The Difficulty in Recognizing the Sex of a Palm

It is known to be impossible to tell the sex of a palm before it flowers. The famous Mohamed Aly, who was heavily engaged in the well-being of Egypt, had promised a large reward to whoever could tell the if a palm was male or female before it flowered; he questioned all the gardeners and none could say. Mr. Serra told me that a boastful Arab, who was a gardener from Lake Edko, came to his town and boasted that by looking at the branches, he could tell the sex of the plant. Mr. Serra sent for a branch of a male tree to be brought, keeping the so-called expert at his house to show it to him.

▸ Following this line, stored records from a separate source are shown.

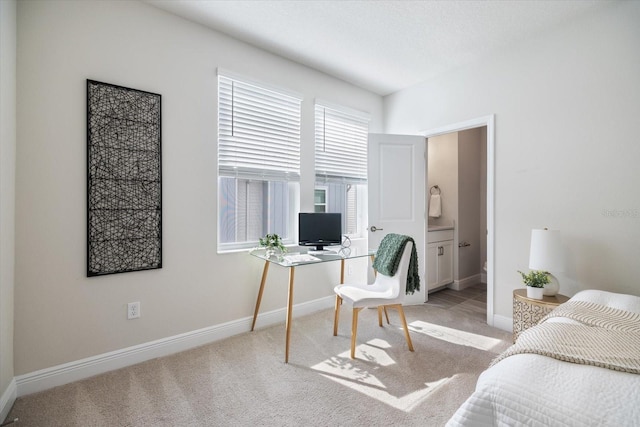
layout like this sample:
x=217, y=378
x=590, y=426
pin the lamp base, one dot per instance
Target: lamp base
x=551, y=288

He said it was female, they laughed in his face, but he was unperturbed, like a con artist used to the jeers, excused/justified himself with the usual 'maalesc' (it does not matter) and so he proved what the great prince wanted, and before the SICITURA nothing is known.

Great Diversity in the Season When the Palm Flourishes

The unique palm pant has not established a season to produce flowers, since one year it will bloom, the next it will not, and it might the third; it varies greatly – there are some palms that show signs of their sex at two, three and five years of age, and others that do not until eight, ten, fifteen and twenty years.

The Season of Flowering

Some palms flower in February, but generally they do so in March then continue throughout April and for part of May.

Marriage of the Palm

The two sexes are known to flower, though the flowers of the male or those of the female may be in the 'cuss' (vase) or a kind of pouch from which then the female's are also produced. They are the same as the male's but longer and thinner, and it is from the male pouch, by a tradition of the wise ancient Egyptians, that the hard-working Arab man–who obtains the biggest and best fruit–cuts the 'Dakar' (the male flower), splits it into various pieces, and puts one in the center of the 'Nitaie' (the female flower). He then ties it so it does not fall and so that the air, agitating them both, lets dust into the female flowers to fertilize them, creating a forced marriage instead of waiting for the random arrival of the season's winds, and this way one male can fertilize hundreds of females.